La estación eterna donde las preocupaciones eran pocas y las risas eran muchas. Ojalá pudiéramos volver al verano donde todo era más fácil, sencillo, normal. Pero sin duda me siento más tranquilo aunque el cuerpo sigue pesándome pero poco a poco todo va disminuyendo. Haber pensado las cosas con calma me ha relajado un poco, algo me dice que las cosas marcharán bien. Tal vez la suerte esté de nuestro lado.
He llegado a la casa, hay algunas luces prendidas pero la obscuridad predomina el lugar. Todavía no estoy listo, no entro. Me quedo un rato mirando el cielo y las estrellas. Donde vivía no se podían observar a detalle por las luces de los edificios y la contaminación que con el paso del tiempo va en aumento.
Otro pequeño tesoro he podido guardar el día de hoy. Con estos pequeños detalles, la vida me demuestra que después de todo, no es tan mala como creo. Me hace valorar cada instante, sé que no es en vano todo lo que he hecho.
Estoy aquí por una razón y esa es asegurarme que Lia este bien, de regreso con su familia. Tenemos que actuar, el tiempo camina y no espera.
Antes de entrar, decido hacer algunas llamadas que serán fundamentales para esta parte del plan, la última. Busco entre mis contactos a mi más reciente amiga y llamo.
—Hola, Josephine, perdona que te moleste, ¿será buen momento para hablar?— Hablo, una vez que ha contestado la llamada.
No habíamos conversado desde la última vez que ellos estuvieron aquí, recuerdo que se fueron ese mismo día por un problema de su amiga Ludmila. Si cierro los ojos aun puedo ver la expresión de Josephine al recibir la llamada de quien le dijo lo que había sucedido.
—Hey, descuida, está bien— responde, con un tono más tranquilo que la última vez, lo cual me tranquiliza.
—¿Todo bien con Ludmila?

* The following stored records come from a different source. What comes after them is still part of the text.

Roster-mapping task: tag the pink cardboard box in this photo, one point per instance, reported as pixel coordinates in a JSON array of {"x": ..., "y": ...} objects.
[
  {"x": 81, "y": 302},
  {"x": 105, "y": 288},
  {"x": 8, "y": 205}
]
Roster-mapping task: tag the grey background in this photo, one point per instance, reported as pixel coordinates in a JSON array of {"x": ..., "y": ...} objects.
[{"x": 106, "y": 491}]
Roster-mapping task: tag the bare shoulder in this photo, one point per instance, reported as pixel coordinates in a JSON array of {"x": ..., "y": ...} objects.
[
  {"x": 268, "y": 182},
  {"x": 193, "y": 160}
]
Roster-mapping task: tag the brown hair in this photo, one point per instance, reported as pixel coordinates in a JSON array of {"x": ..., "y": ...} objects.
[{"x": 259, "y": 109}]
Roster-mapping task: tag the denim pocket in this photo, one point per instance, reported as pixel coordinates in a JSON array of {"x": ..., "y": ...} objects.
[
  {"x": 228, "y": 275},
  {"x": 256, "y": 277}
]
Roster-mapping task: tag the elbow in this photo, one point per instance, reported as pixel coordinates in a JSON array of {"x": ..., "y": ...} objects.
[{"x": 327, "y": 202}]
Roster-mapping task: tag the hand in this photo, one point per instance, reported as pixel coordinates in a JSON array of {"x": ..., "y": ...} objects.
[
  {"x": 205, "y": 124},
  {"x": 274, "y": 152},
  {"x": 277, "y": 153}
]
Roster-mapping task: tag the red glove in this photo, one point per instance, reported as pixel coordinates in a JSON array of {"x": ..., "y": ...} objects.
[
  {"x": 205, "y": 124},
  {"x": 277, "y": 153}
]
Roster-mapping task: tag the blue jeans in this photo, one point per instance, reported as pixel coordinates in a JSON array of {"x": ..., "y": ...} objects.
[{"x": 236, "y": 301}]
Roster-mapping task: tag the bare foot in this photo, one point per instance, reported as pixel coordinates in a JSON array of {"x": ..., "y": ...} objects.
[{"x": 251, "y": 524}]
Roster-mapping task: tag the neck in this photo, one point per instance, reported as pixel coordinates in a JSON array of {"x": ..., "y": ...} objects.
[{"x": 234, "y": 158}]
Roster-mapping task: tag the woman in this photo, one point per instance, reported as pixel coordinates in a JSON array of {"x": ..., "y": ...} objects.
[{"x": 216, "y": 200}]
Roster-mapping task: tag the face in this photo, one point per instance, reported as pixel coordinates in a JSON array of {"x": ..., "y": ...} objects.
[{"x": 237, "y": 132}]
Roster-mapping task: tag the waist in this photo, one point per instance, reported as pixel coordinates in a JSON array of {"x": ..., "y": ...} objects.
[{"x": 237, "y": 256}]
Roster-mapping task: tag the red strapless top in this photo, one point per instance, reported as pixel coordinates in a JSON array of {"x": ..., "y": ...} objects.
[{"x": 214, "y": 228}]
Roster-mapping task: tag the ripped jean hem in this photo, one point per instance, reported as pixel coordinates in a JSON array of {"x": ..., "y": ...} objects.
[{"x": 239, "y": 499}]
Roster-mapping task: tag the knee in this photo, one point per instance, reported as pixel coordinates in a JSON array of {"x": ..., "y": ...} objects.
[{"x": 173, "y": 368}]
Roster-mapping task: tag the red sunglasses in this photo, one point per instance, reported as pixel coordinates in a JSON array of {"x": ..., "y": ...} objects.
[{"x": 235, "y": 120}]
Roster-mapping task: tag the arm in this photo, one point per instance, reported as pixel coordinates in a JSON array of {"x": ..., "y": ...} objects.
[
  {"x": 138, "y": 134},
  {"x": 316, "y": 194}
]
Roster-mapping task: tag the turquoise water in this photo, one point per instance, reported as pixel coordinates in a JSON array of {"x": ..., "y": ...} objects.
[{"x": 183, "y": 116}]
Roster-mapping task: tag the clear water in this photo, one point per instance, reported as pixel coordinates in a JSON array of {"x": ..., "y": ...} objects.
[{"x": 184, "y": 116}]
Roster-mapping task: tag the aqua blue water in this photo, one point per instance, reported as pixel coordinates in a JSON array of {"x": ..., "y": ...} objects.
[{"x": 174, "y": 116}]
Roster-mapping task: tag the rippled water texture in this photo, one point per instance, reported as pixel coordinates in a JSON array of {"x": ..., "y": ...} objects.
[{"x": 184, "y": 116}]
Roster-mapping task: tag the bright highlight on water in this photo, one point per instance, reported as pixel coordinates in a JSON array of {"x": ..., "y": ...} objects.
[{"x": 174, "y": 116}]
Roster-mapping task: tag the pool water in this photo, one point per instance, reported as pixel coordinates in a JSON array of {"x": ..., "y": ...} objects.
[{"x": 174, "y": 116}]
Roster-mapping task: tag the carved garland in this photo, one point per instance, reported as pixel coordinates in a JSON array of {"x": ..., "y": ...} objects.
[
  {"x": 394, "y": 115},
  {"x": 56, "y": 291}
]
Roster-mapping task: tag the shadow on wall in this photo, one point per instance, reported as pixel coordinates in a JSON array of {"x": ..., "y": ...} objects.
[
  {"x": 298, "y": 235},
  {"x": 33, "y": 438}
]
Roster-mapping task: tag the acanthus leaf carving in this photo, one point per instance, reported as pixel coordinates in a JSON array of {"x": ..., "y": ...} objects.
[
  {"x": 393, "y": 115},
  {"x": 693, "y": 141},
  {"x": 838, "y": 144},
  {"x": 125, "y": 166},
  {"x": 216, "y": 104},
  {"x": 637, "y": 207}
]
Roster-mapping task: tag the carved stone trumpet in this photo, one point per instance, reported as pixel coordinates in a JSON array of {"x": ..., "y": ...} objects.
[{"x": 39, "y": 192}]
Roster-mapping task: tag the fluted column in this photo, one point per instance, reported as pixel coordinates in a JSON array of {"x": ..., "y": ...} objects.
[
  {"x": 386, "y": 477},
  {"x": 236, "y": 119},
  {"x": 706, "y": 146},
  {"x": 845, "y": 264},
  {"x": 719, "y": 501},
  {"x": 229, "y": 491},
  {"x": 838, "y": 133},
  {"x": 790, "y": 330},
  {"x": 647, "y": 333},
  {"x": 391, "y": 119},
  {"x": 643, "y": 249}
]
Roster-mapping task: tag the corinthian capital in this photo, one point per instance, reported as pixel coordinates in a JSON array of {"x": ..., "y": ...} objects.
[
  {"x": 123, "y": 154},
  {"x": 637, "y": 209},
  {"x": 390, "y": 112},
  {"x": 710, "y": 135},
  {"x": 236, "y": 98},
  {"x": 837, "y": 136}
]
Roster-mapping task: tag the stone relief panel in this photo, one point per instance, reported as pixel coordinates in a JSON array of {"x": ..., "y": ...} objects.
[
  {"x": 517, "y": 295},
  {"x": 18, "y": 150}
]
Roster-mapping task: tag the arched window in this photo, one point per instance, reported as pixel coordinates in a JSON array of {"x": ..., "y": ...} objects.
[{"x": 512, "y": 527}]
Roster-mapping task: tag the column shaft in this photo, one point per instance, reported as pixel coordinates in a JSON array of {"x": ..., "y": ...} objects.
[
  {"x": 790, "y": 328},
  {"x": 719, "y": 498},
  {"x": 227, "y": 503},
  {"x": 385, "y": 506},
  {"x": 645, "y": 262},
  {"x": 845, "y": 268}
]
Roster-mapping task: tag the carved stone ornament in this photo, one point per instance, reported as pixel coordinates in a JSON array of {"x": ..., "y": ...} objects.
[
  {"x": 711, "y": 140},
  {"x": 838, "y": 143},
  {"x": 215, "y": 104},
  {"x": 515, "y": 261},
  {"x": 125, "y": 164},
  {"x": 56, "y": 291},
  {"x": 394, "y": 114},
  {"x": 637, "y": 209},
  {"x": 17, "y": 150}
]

Perdón que me meta pero la última vez... — me detengo, ni siquiera se como terminar la oración.
—Gracias por preocuparte Jared— dice, casi puedo verla con una sonrisa ladeada y ojos esperanzados —. Y sobre Lu, bueno ella ahora está en un lugar mejor.
El silencio se hace presente entre las dos líneas, sus palabras me dejan petrificado por breves instantes. No sé como debería tomar las palabras de Jo, se prestan para diversas interpretaciones, unas peores que otras. A esto agregándole lo que escuché la vez pasada de la videollamada, hacen que mi imaginación vuele pensando en el peor de los casos.